The arrest of its directors by FIA in 2008 and their subsequent acquittal by the court in 2011 indicates how the prosecution of powerful cartels works in Pakistan. There were reports of billions changing hands. Meanwhile, another director at KKI was arrested in the US in 2015 and convicted in 2017 for running a global money-laundering syndicate from Karachi worth billions of dollars annually. KKI was declared a transnational criminal organisation. Thus, the political will to address the challenge is uneven and depends on how politically powerful criminal networks are and what kind of organised crime they are involved in. Political will across the board to address all forms of organised crime is missing.

Meanwhile, the institutional response is fragmented. Institutions dealing with various forms of organised crime work in silos. Not only does this hinder the identification of cross-crime networks, it also results in two major gaps in diagnosing organised crime.

The first is the lack of a standardised national format for data maintenance by institutions dealing with different forms of organised crime, which impedes a uniform, holistic threat analysis across all institutions. Access to available data is limited, obstructing an objective and independent analysis of the issue.
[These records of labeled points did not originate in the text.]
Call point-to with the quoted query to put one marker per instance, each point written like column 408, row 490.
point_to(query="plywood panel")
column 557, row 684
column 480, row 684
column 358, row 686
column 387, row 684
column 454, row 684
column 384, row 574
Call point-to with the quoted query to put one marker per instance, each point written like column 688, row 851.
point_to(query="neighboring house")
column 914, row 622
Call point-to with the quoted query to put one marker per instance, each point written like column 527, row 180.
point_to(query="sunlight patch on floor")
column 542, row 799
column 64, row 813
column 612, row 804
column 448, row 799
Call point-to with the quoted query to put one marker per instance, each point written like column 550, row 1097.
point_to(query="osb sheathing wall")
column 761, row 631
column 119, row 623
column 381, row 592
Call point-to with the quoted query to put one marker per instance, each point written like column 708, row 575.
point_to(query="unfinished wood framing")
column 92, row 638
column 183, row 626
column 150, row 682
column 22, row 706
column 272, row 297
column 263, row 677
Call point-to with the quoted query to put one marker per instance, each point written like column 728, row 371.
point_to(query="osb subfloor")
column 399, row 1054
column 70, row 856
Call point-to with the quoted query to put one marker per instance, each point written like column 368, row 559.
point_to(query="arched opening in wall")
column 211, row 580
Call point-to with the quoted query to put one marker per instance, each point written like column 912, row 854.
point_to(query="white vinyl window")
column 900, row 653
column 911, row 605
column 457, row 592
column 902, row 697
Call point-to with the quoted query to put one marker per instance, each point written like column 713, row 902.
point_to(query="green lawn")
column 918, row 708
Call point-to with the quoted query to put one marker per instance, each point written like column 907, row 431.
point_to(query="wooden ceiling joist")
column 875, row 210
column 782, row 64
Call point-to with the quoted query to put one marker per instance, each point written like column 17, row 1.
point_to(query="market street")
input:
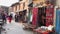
column 15, row 28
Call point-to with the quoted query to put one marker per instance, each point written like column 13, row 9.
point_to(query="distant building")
column 5, row 9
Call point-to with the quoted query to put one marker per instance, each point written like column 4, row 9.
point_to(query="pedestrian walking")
column 4, row 18
column 10, row 18
column 16, row 18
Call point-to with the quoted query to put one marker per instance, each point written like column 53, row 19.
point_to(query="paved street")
column 15, row 28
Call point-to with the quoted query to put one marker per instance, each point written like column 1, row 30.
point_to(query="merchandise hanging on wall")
column 58, row 21
column 49, row 15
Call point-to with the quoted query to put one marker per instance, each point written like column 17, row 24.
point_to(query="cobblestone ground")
column 15, row 28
Second, an essential aspect of diagnosing organised crime networks is accurate identification of corrupt public officials, or in the words of FATF, ‘politically exposed persons’ who may be facilitators of organised crime. The IMF is reported to have shared a draft with the Pakistan government in August 2025, pointing out that our system to identify politically exposed persons is “uneven”, implying that the more powerful you are, the less likely you are to be identified.
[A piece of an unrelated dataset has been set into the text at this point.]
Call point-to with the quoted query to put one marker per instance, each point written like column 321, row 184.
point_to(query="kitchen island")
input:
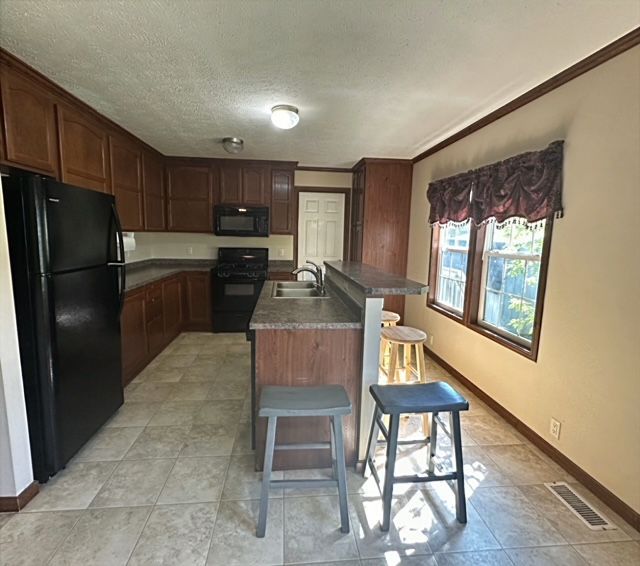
column 322, row 340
A multidimensional effort is needed to improve the diagnosis of organised crime in the country.

One, there is an urgent need to emphasise the gravity of the cross-sectoral impact of organised crime, which is missing in our national discourse. As per the UNODC, “harm caused by organised crime lies in its ability to simultaneously damage economies, weaken governance, fuel corruption, erode security and inflict severe social harm”. If left unchecked, it is likely to continue encroaching upon all segments of society, and as stated by Cornelis Roelofse, it can lead the country into “criminotocracy”, ie, “a system of governance where organised crime, governance and business, use the system for self-enrichment and manipulate the elections to remain in power”.

Two, the recently set-up Anti Money Laundering Authority should have adequate powers to meaningfully coordinate between different powerful stakeholders. For starters, it should draw up, in consultation with all relevant institutions, standardised formats of data maintenance to facilitate a holistic and comprehensive analysis of all forms of organised crimes in Pakistan, the harm these cause and their pipelines.

Similarly, the FATF’s 12th recommendation makes it mandatory for all relevant institutions in every country to improve systems to identify politically exposed persons. There is, thus, a need to get our act together before the FATF takes it up as a cause of concern.

The Global Organised Crime Index, 2023, rated Pakistan as a high-risk country with low resilience to deal with organised crime. That should ring alarm bells for course correction. It is for us to decide, whether we opt to identify and rein in these monstrous criminal syndicates, or allow ourselves to turn into a criminotocracy.

The writer is a former director general, Federal Investigation Authority, Pakistan.